Gambaran pembelajaran di Abad Pengetahuan Praktek pembelajaran yang terjadi sekarang masih didominasi oleh pola atau paradigma yang banyak dijumpai di abad industri. Pada abad pengetahuan paradigma yang digunakan jauh berbeda dengan pada abad industri. Galbreath (1999) mengemukakan bahwa pendekatan pembelajaran yang digunakan pada abad pengetahuan adalah pendekatan campuran yaitu perpaduan antara pendekatan belajar dari guru, belajar dari siswa lain, dan belajar pada diri sendiri. Praktek pembelajaran di abad industri dan abad pengetahuan dapat dilihat pada tabel berikut: Abad Industri 1. Guru sebagai pengarah. 2. Guru sebagai sumber pengetahuan. 3. Belajar diarahkan oleh kurikulum. 4. Belajar dijadwalkan secara ketat dengan waktu yang terbatas. 5. Terutama didasarkan pada fakta. 6. Bersifat teoritik, prinsip- prinsip dan survei. 7. Pengulangan dan latihan. 8. Aturan dan prosedur. 9. Kompetitif. 10. Berfokus pada kelas. 11. Hasilnya ditentukan sebelumnya. 12. Mengikuti norma. 13. Komputer sebagai subyek belajar. 14. Presentasi dengan media statis. 15. Komunikasi sebatas ruang kelas. 16. Tes diukur dengan norma.
Abad Pengetahuan 1. Guru sebagai fasilitator, pembimbing, konsultan. 2. Guru sebagai kawan belajar. 3. Belajar diarahkan oleh siswa. 4. Belajar secara terbuka, ketat dengan waktu yang terbatas, fleksibel sesuai keperluan. 5. Terutama berdasarkan proyek dan masalah. 6. Dunia nyata, dan refleksi prinsip dan survei . 7. Penyelidikan dan perancangan. 8. Penemuan dan penciptaan. 9. Colaboratif. 10. Berfokus pada masyarakat. 11. Hasilnya terbuka. 12. Keanekaragaman yang kreatif. 13. Komputer sebagai peralatan semua jenis belajar. 14. Interaksi multi media yang dinamis. 15. Komunikasi tidak terbatas ke seluruh dunia. 16. Unjuk kerja diukur oleh pakar, penasehat, kawan sebaya dan diri sendiri.

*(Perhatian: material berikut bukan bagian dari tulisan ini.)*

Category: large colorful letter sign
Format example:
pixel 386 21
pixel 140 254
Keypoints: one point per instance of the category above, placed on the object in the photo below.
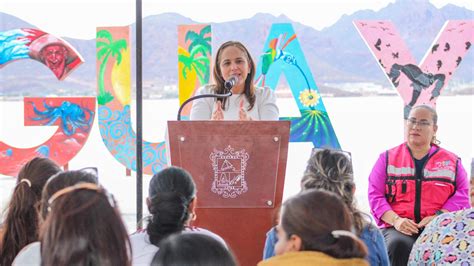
pixel 113 70
pixel 57 54
pixel 194 57
pixel 73 116
pixel 283 54
pixel 418 84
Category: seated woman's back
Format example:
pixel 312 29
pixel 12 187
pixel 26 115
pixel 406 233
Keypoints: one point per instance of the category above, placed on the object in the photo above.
pixel 84 228
pixel 316 234
pixel 171 202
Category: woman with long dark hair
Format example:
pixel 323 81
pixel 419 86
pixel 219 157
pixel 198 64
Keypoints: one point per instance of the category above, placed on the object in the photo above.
pixel 84 227
pixel 31 254
pixel 21 223
pixel 316 234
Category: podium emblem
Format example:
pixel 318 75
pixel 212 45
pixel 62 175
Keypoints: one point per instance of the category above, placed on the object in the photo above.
pixel 229 172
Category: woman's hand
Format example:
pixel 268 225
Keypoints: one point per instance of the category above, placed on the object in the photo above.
pixel 243 115
pixel 426 221
pixel 405 226
pixel 218 114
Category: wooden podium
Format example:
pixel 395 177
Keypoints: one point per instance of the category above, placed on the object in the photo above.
pixel 239 170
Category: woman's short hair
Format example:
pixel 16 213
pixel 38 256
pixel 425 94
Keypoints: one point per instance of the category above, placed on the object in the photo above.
pixel 62 180
pixel 315 216
pixel 192 249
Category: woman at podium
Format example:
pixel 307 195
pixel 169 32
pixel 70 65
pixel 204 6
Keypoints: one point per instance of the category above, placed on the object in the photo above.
pixel 234 70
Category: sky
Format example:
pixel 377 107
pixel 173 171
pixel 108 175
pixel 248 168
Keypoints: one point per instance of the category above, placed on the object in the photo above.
pixel 63 17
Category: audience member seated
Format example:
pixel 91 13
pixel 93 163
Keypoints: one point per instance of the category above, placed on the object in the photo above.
pixel 21 223
pixel 315 229
pixel 448 239
pixel 192 250
pixel 331 170
pixel 31 254
pixel 84 227
pixel 413 182
pixel 171 202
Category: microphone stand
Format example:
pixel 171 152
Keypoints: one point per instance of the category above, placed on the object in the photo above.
pixel 228 94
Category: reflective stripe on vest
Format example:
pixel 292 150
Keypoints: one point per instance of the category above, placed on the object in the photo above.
pixel 437 183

Berdasarkan tabel dapat diambil beberapa kesimpulan bahwa: 1. Pada abad industri banyak dijumpai belajar melalui fakta, drill dan praktek, dan menggunakan aturan dan prosedur-prosedur. Sedangkan di abad pengetahuan menginginkan paradigma belajar melalui proyek-proyek dan permasalahan-permasalahan, inkuiri dan desain, menemukan dan penciptaan. 2. Betapa sulitnya mencapai reformasi yang sistemik, karena bila paradigma lama masih dominan, dampak reformasi cenderung akan ditelan oleh pengaruh paradigma lama. 3. Meskipun telah dinyatakan sebagai polaritas, perbedaan praktik pembelajaran Abad Pengetahuan dan Abad Industri dianggap sebagai suatu kontinum. Meskipun sekarang dimungkinkan memandang banyak contoh praktek di Abad Industri yang "murni" dan jauh lebih sedikit contoh lingkungan pembelajaran di Abad Pengetahuan yang "murni", besar kemungkinannya menemukan metode persilangan perpaduan antara metode di Abad Pengetahuan dan metode di Abad Industri. Perlu diingat dalam melakukan reformasi pembelajaran, metode lama tidak sepenuhnya hilang, namun hanya digunakan kurang lebih jarang dibanding metode-metode baru. 4. Praktek pembelajaran di Abad Pengetahuan lebih sesuai dengan teori belajar modern. Melalui penggunaan prinsip-prinsip belajar berorientasi pada proyek dan permasalahan sampai aktivitas kolaboratif dan difokuskan pada masyarakat, belajar kontekstual yang didasarkan pada dunia nyata dalam konteks ke peningkatan perhatian pada tindakan-tindakan atas dorongan pembelajar sendiri. 5. Pada Abad Pengetahuan nampaknya praktek pembelajaran tergantung pada piranti-piranti pengetahuan modern yakni komputer dan telekomunikasi, namun sebagian besar karakteristik Abad Pengetahuan bisa dicapai tanpa memanfaatkan piranti modern. Meskipun teknologi informasi dan telekomunikasi merupakan katalis yang penting yang membawa kita pada metode belajar Abad Pengetahuan, perlu diingat bahwa yang membedakan metode tersebut adalah pelaksanaan hasilnya bukan alatnya. Kita dapat
melengkapi peralatan lembaga pendidikan kita dengan teknologi canggih tanpa mengubah pelaksanaan dan hasilnya. Akhirnya yang paling penting, paradigma baru pembelajaran ini memberikan peluang dan tantangan yang besar bagi perkembangan profesional, baik pada preservice dan inservice guru-guru kita. Di banyak hal, paradigma ini menggambarkan redefinisi profesi pengajaran dan peran-peran yang dimainkan guru dalam proses pembelajaran. Meskipun kebutuhan untuk merawat, mengasuh, menyayangi dan mengembangkan anak-anak kita secara maksimal itu akan selalu tetap berada dalam genggaman pengajaran, tuntutan-tuntutan baru Abad Pengetahuan menghasilkan sederet prinsip pembelajaran baru dan perilaku yang harus dipraktikkan. Berdasarkan gambaran pembelajaran di abad pengetahuan di atas, nampaklah bahwa pentingnya pengembangan profesi guru dalam menghadapi berbagai tantangan ini.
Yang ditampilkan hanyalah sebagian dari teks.